それはまだ、物心がついたばかり。私が幼稚園の頃のことです。
5歳の誕生日を迎えた私。
誕生日ケーキを買いに、母に手をひかれ近所のケーキ屋さんに行きました。

ケーキ屋さんにあったのは、大きなショーケースと、そこに入った色とりどりのケーキ。
カラフルでキラキラしていて、母のつけるかわいいネックレスやお気に入りのユニコーンのぬいぐるみより、私には特別なもののように思えました。

「ケーキって、誰が作っているの?」
こんな特別なものを作っているのは誰なんだろう?

純粋に感じた質問を母に投げかけると、
「パティシエっていうお仕事の人が作っているのよ。パティシエさんは、ケーキとかお菓子とかを作る人のことなの」
そう母は教えてくれました。

はじめて知った、パティシエという仕事。
カラフルでキラキラしていて、そしてとっても美味しそうなケーキに囲まれる夢のような仕事。

「パティシエさんはいつもこんなキラキラした場所でお仕事できるんだね!
美味しいケーキも食べ放題だし! 私もパティシエさんになる!」

元気よく母にそう言うと、母は微笑みながら、
「芽衣ちゃんはパティシエさんになりたいのね。

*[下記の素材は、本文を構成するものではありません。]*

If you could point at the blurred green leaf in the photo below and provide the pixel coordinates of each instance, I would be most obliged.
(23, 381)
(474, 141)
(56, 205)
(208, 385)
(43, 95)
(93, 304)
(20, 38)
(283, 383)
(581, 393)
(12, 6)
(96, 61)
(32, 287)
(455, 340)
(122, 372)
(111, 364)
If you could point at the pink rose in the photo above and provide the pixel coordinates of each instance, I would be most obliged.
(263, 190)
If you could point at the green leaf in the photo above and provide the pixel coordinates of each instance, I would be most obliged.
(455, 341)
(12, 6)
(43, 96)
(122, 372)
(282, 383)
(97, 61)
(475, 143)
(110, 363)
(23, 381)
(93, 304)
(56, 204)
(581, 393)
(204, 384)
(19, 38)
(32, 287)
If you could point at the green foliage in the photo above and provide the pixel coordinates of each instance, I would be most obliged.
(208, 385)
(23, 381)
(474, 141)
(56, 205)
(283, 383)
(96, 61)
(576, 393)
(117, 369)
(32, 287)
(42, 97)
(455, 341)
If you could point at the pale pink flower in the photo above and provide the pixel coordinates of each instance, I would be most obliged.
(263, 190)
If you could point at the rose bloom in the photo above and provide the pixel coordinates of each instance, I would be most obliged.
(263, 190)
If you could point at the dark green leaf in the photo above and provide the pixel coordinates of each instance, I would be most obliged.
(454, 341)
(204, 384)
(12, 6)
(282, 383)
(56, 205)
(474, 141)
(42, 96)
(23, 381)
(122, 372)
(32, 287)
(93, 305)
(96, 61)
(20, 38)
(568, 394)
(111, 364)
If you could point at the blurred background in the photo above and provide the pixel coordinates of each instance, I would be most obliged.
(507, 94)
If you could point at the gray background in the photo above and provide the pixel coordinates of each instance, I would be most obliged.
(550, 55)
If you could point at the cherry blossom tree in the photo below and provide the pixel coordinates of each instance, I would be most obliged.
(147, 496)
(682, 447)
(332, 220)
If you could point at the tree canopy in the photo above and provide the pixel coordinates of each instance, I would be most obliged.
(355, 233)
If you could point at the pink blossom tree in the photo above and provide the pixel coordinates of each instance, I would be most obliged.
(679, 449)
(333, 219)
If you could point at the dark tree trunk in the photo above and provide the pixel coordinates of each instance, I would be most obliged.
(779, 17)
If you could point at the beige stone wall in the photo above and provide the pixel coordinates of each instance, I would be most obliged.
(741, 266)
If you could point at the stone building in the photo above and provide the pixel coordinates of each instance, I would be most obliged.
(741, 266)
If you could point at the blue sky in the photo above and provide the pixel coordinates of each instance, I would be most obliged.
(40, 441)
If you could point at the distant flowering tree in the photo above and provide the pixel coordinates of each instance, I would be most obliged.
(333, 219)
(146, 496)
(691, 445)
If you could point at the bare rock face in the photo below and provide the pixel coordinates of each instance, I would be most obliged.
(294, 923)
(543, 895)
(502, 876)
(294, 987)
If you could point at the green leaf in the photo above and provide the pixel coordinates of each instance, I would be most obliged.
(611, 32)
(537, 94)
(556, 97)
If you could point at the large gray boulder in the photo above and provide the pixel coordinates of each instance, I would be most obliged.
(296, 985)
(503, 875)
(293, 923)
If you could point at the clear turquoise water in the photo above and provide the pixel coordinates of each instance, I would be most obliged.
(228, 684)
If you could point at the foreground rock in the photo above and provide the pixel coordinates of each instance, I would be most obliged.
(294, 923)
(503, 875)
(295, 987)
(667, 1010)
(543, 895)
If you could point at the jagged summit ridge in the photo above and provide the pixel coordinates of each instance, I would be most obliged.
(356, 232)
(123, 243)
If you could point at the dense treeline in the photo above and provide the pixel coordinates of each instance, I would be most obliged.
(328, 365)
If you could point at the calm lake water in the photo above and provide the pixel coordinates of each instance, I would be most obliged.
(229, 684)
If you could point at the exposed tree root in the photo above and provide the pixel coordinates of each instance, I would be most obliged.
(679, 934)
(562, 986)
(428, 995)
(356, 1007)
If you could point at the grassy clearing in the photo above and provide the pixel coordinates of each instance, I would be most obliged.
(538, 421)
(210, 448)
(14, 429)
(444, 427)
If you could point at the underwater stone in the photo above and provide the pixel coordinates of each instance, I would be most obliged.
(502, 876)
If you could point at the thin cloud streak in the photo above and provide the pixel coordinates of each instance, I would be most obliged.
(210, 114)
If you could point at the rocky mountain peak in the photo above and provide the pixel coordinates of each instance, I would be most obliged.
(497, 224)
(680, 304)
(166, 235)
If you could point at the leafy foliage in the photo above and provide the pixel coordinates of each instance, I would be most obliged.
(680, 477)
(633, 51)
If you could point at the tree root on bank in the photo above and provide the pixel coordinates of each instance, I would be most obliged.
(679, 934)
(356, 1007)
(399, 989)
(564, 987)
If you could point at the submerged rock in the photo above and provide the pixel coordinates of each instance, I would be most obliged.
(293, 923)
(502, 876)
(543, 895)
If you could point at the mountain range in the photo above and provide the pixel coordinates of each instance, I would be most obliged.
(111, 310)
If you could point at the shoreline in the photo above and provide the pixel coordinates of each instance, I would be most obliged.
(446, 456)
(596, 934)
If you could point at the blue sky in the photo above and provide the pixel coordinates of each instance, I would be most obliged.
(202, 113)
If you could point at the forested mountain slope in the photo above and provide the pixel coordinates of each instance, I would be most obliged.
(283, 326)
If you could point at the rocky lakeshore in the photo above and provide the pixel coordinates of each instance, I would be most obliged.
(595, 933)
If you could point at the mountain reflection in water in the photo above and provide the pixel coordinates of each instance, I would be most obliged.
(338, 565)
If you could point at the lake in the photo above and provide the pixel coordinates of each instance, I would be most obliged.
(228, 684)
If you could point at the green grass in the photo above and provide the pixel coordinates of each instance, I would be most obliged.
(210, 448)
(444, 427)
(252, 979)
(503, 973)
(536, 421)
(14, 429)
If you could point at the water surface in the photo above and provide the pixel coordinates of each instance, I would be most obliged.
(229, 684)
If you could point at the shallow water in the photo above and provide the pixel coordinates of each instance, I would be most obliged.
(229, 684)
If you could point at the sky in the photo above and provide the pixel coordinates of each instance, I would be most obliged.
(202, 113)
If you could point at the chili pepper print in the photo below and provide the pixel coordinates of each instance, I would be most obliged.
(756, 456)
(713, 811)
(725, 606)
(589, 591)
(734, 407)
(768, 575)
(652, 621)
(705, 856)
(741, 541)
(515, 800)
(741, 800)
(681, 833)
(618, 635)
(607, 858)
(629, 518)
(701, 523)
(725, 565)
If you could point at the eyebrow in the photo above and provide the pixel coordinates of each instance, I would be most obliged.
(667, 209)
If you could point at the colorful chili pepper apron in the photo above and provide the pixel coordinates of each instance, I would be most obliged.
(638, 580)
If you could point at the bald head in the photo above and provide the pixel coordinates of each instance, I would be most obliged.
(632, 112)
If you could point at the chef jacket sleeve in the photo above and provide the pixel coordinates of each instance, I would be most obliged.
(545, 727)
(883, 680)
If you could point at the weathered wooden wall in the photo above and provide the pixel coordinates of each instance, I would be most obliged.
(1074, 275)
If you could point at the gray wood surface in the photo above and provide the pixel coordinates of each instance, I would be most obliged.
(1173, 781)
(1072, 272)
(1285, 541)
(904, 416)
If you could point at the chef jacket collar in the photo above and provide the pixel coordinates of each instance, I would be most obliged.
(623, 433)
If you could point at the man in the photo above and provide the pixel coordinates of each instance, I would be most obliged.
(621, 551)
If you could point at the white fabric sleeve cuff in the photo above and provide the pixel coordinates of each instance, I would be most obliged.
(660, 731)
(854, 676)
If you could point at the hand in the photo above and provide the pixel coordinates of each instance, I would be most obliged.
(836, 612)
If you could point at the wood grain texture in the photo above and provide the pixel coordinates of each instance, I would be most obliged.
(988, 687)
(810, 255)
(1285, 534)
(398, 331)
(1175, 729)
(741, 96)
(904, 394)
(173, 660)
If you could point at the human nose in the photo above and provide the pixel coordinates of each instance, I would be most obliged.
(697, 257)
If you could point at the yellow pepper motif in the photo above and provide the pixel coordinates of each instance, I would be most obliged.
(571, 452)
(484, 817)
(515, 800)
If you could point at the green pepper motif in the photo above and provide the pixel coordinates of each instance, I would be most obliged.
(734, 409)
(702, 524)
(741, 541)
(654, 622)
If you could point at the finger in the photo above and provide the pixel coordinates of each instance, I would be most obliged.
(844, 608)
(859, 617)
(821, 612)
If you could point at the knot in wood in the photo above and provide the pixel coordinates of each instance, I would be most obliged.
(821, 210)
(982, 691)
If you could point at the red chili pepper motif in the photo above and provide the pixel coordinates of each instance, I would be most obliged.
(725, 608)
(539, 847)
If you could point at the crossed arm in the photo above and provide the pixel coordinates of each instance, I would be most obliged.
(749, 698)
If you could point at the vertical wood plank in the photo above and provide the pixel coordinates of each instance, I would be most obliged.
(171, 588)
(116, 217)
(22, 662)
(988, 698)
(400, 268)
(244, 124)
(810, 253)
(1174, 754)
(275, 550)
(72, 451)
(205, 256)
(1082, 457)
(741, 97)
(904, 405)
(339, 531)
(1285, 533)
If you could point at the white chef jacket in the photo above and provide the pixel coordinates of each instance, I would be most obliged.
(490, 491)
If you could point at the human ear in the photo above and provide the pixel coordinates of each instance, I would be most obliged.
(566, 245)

お母さんも応援してる」
と言ってくれました。

キラキラと輝く特別な場所で、美味しいケーキに囲まれたい!
パティシエを最初に夢見たのは、そんな子どもらしい単純なきっかけでした。

「明日も来ようよ! 毎日ケーキ食べる!」

ケーキ屋さんからの帰り道に私がそう言うと、
「ケーキは特別な日にしか食べられないの。次はお父さんの誕生日のときかな……。
そうだ! じゃぁ、明日はお母さんと一緒にお菓子を作ろう!
芽衣ちゃんのパティシエさんとしての最初のお仕事だよ」

そんな母の提案をきっかけに、母と二人でお菓子を作るようになりました。
作ったお菓子を父にあげると、「すごく美味しい!」と言って喜んでくれて、それがすごく嬉しかったのを覚えています。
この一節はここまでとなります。